Changes in serum uric acid have a reciprocal effect on eGFR change: a 10-year follow-up study of community-based screening in Okinawa, Japan

Hyperuricemia is common among patients with hypertension and metabolic syndrome and therefore may be a cause of or result from these comorbid conditions. Few studies, however, have examined the relationship between the presence-absence of hyperuricemia and changes in the estimated glomerular filtration rate (eGFR) using the large cohort of the general population. We examined subjects who participated in two screenings, in 1993 and 2003, in Okinawa, Japan, yielding data on serum creatinine and uric acid levels (N = 16 630). eGFR (ml min(-1) per 1.73 m(2)) was calculated using the formula used by the Japanese Society of Nephrology. In both sexes, a uric acid (UA) level > 7.0 mg dl(-1) was defined as hyperuricemia (H), and a UA level below that threshold was classified as normouricemia (N).
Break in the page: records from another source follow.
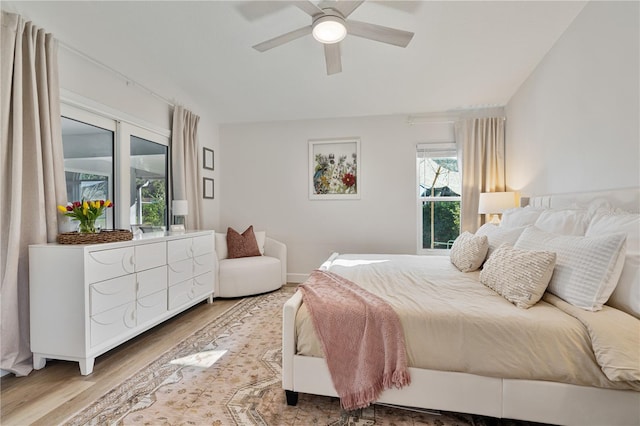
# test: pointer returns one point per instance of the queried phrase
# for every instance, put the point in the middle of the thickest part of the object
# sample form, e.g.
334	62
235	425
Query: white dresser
87	299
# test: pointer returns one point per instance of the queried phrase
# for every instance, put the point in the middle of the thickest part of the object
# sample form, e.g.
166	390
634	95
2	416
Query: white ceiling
463	55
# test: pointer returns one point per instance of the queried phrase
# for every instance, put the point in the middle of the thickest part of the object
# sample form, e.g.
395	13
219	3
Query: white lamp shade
180	208
496	202
329	29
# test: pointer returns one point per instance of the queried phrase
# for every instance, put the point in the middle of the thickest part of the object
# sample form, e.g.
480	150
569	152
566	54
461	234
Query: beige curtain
480	143
32	171
185	166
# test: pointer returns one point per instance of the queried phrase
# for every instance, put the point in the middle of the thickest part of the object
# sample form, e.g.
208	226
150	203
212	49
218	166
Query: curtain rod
114	71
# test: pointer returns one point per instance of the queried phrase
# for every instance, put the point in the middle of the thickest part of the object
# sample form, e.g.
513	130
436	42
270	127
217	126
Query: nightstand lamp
494	203
179	209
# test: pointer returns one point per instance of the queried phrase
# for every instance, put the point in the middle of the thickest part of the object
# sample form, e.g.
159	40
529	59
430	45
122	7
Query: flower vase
88	226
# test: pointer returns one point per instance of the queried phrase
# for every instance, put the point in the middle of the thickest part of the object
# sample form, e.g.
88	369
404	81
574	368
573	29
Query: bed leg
292	397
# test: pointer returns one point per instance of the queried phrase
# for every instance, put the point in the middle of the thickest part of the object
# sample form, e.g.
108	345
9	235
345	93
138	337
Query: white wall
79	76
574	124
265	175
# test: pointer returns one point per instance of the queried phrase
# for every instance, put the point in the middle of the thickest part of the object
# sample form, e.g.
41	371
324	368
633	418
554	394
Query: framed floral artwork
334	167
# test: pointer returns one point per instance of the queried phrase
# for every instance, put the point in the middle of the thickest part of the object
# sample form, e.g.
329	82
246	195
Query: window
149	178
88	163
107	158
439	191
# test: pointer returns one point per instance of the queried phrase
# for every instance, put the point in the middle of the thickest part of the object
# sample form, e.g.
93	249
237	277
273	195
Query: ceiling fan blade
346	7
282	39
308	7
332	58
379	33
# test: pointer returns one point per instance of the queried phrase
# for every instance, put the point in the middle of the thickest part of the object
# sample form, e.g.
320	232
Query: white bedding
454	323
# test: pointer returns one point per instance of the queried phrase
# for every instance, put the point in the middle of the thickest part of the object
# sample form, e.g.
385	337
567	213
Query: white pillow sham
520	216
565	222
469	251
498	235
626	296
587	268
520	276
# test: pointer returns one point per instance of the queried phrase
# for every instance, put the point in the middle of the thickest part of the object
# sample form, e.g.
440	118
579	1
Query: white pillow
520	276
499	235
221	243
626	296
520	216
565	222
469	251
587	268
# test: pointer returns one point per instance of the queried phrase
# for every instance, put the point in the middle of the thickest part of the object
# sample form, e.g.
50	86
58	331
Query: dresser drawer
104	264
108	294
151	307
180	271
203	264
152	281
178	250
110	324
150	255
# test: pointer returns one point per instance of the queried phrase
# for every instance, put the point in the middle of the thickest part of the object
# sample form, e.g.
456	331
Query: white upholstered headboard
627	199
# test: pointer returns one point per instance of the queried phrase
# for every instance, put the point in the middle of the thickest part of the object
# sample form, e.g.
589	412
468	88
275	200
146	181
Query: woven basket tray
104	236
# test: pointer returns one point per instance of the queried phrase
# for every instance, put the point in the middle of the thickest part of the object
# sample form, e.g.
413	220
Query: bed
477	352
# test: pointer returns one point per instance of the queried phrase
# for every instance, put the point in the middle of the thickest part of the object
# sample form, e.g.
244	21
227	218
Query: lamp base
495	219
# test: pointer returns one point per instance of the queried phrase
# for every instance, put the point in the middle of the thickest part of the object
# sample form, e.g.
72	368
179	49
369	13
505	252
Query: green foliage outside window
153	203
446	223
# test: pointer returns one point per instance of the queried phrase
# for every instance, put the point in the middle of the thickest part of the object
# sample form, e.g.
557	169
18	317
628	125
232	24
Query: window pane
441	174
148	183
440	224
88	164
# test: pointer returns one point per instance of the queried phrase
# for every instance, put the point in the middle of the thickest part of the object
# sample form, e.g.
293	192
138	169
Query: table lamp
494	203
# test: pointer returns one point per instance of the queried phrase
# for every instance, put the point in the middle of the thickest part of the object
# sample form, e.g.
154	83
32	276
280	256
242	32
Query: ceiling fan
329	25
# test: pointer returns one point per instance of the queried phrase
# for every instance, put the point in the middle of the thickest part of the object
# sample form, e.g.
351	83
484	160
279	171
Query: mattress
454	323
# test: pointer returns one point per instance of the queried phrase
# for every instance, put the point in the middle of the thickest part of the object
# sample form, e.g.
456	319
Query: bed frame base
538	401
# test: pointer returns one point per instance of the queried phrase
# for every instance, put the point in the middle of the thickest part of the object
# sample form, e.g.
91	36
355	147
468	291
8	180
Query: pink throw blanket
361	337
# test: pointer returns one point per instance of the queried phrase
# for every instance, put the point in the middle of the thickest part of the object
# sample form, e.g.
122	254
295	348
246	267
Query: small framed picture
207	158
334	167
207	188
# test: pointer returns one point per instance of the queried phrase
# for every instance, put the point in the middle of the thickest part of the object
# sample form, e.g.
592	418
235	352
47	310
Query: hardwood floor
52	395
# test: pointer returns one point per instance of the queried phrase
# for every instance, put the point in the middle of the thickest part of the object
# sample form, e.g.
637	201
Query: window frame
124	126
436	149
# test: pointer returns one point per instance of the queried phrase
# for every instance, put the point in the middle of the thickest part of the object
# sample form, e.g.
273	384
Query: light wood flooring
52	395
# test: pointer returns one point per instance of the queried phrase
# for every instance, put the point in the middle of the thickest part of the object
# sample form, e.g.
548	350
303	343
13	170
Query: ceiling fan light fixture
329	29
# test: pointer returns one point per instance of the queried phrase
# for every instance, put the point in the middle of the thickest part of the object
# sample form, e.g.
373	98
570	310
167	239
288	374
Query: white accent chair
247	276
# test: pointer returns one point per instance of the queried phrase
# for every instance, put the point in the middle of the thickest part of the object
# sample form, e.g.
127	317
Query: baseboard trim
297	278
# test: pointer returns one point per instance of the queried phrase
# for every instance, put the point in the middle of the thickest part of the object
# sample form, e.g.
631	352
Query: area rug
229	373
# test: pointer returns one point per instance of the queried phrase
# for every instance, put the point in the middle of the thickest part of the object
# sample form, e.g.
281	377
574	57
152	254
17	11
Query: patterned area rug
228	373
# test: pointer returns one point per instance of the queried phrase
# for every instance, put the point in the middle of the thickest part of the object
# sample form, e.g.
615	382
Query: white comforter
454	323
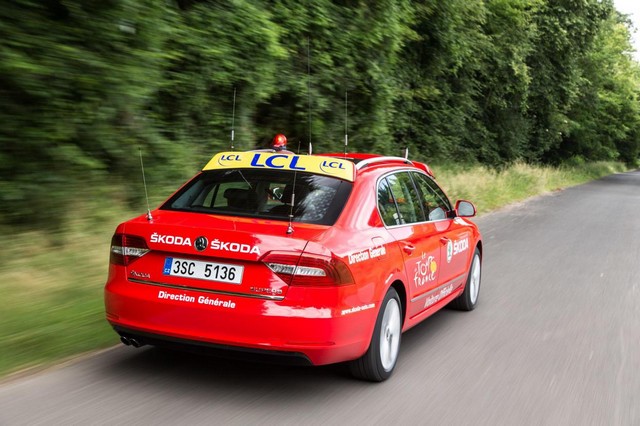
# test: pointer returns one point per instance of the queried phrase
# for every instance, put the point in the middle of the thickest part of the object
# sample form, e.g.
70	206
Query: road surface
555	340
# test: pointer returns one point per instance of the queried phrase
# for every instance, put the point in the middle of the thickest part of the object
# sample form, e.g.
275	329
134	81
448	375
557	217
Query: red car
319	258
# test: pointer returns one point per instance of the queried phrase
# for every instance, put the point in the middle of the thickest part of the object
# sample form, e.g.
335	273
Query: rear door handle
408	248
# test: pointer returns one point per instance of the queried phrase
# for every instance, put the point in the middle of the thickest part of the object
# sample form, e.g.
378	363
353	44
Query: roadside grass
52	285
490	189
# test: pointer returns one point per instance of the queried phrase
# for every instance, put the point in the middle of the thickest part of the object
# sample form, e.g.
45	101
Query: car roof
343	166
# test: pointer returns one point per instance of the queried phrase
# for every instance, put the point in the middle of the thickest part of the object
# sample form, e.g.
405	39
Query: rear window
268	194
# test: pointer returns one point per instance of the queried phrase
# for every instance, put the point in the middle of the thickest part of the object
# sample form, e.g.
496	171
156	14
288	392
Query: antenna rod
346	121
233	119
144	181
309	82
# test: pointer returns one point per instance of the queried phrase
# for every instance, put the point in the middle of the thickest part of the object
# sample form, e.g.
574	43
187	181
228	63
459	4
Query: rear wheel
378	362
469	298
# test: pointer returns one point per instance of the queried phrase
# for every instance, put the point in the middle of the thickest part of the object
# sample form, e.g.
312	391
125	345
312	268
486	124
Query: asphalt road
555	340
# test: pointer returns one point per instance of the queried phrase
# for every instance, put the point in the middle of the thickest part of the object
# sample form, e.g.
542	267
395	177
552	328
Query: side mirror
465	208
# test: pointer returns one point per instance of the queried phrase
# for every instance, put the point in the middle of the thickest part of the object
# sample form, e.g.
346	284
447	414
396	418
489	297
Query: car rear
236	259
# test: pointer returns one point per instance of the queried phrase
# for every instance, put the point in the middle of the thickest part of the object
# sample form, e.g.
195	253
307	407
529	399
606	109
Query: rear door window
433	200
398	200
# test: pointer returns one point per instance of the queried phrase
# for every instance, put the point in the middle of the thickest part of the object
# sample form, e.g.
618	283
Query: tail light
127	248
307	269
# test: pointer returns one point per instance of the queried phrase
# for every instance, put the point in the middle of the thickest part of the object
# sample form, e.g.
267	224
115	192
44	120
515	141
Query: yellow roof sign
328	166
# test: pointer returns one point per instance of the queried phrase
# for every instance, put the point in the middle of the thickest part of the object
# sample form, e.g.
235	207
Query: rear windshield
268	194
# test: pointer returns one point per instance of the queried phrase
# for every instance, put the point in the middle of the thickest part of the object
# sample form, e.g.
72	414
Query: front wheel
378	362
469	298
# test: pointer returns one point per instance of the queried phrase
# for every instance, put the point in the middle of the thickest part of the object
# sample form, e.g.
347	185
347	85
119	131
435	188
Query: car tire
468	300
377	364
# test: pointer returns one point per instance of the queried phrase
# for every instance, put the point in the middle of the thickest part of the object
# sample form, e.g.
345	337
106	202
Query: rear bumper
315	325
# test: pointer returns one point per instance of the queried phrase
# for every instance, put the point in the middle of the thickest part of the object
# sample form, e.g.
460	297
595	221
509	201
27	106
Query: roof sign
334	167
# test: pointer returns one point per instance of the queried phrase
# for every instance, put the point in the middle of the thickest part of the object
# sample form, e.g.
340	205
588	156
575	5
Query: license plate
209	271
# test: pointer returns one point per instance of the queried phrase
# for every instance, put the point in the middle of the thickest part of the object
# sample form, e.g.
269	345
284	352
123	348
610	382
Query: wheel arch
399	287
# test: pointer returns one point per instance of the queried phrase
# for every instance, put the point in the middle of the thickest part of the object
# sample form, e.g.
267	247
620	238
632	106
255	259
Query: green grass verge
52	286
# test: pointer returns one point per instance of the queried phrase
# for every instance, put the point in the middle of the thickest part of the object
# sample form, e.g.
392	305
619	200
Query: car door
453	236
399	203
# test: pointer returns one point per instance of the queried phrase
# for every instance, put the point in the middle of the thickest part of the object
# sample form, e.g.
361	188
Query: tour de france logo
426	269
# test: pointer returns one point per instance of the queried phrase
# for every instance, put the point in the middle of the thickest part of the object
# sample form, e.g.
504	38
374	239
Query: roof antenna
144	181
346	122
295	173
233	119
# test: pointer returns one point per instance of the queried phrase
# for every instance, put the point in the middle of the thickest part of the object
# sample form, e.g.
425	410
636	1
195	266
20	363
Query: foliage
84	84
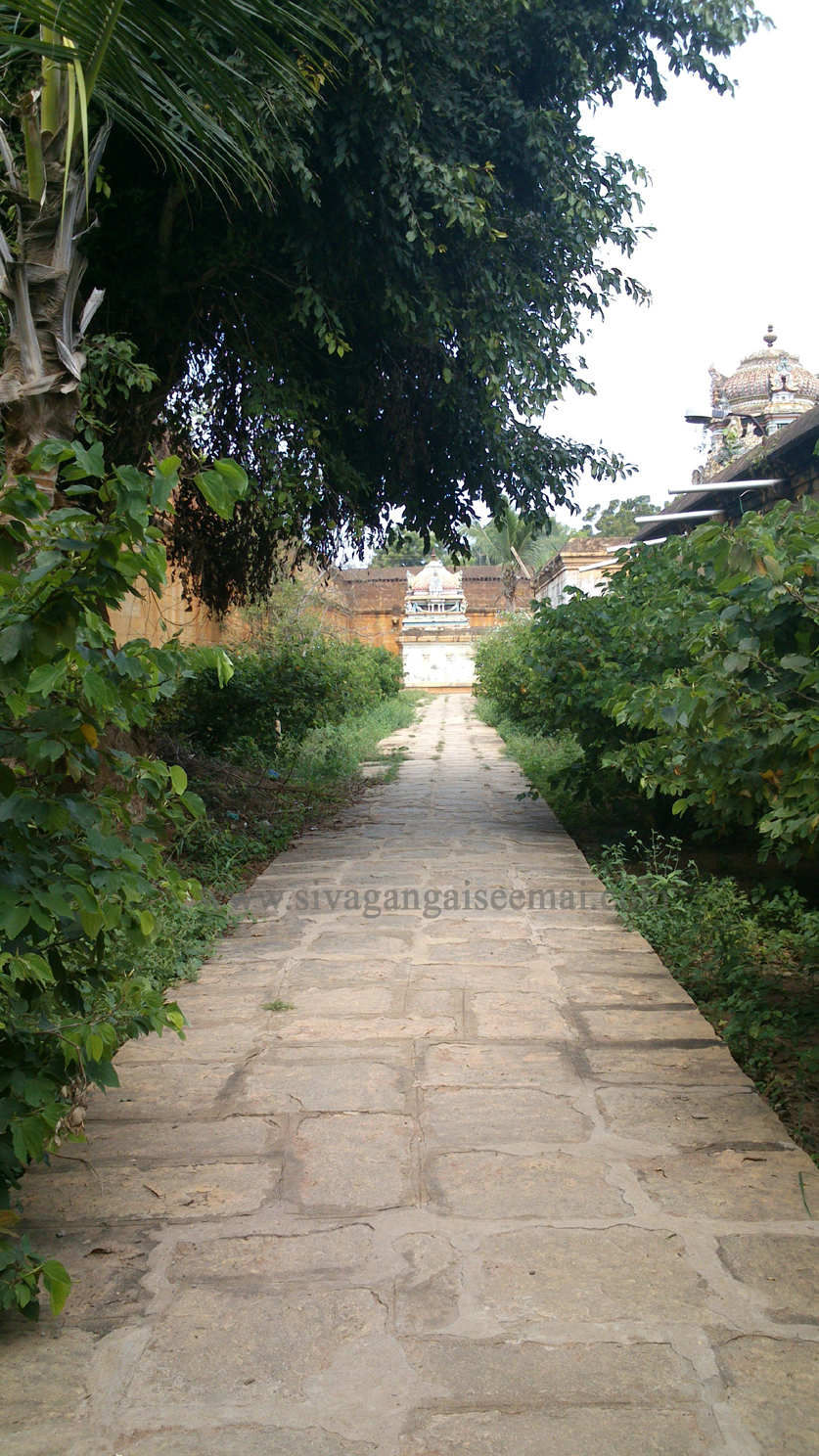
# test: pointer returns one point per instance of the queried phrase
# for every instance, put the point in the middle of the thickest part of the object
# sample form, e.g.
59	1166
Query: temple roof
437	574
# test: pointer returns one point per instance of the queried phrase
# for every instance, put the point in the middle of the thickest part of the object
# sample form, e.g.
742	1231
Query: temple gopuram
436	635
431	614
768	390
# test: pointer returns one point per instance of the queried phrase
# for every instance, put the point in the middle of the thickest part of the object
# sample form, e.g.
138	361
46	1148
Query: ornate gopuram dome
770	389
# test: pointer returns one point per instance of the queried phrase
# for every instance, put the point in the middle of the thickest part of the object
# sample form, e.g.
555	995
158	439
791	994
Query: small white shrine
436	637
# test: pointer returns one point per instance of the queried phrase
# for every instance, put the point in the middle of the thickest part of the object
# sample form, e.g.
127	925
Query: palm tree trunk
42	363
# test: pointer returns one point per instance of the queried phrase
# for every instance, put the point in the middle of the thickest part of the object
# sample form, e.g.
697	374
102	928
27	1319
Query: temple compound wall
369	602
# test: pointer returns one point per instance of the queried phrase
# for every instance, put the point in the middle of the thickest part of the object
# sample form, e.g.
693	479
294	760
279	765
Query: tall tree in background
176	80
382	334
387	333
513	540
408	549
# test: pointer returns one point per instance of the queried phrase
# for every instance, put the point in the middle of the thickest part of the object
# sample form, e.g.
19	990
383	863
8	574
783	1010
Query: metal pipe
676	516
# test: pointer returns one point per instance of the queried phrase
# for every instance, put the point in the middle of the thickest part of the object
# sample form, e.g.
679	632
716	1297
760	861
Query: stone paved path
491	1187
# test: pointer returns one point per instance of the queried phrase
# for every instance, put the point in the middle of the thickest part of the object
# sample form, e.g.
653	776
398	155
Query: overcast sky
735	203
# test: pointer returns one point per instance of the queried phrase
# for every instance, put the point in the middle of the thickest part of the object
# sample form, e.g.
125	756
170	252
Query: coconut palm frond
182	77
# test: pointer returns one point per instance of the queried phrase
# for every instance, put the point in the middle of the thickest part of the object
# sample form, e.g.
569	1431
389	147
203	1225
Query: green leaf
95	1046
223	486
45	679
50	453
178	778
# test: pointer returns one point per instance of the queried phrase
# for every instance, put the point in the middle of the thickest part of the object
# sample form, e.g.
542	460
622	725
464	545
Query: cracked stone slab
487	1117
730	1184
491	1187
782	1271
691	1117
322	1086
348	1162
256	1259
113	1191
512	1185
773	1387
576	1433
485	1065
590	1276
519	1015
519	1373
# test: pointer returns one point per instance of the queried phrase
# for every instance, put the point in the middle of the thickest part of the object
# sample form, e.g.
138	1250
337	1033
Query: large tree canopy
385	333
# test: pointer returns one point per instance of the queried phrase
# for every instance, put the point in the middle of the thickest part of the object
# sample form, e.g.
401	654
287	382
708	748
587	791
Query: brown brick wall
371	602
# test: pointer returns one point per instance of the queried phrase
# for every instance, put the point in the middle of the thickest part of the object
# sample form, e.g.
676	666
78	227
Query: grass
252	817
748	952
Based on the absence or presence of hyperuricemia in both the 1993 screening and the 2003 screening, we categorized patients into four groups: group 1, N/N; group 2, H/N; group 3, N/H; and group 4, H/H. Multiple regression analysis was performed to estimate the independent effects of several variables on the decline in eGFR. In all groups, an increase in UA from 1993 to 2003 (Delta UA) was a strong independent risk factor for a decline in eGFR than that of the baseline levels of UA, the presence of hypertension, or diabetes. The estimated decline in eGFR per 1 mg dl(-1) increase in UA was 4.19, 1.91, 2.36 and 2.01 ml min(-1) per 1.73 m(2) in groups 1, 2, 3 and 4, respectively. The results suggest that UA has a role in chronic kidney disease (CKD) progression. We have no information on medications used, such as xanthine oxidase, uricosuric drugs and hypotensives; therefore, the impact of hyperuricemia might be underestimated in our analysis. The results suggest that maintaining a normal range of UA is important to maintain eGFR decline in a normal range.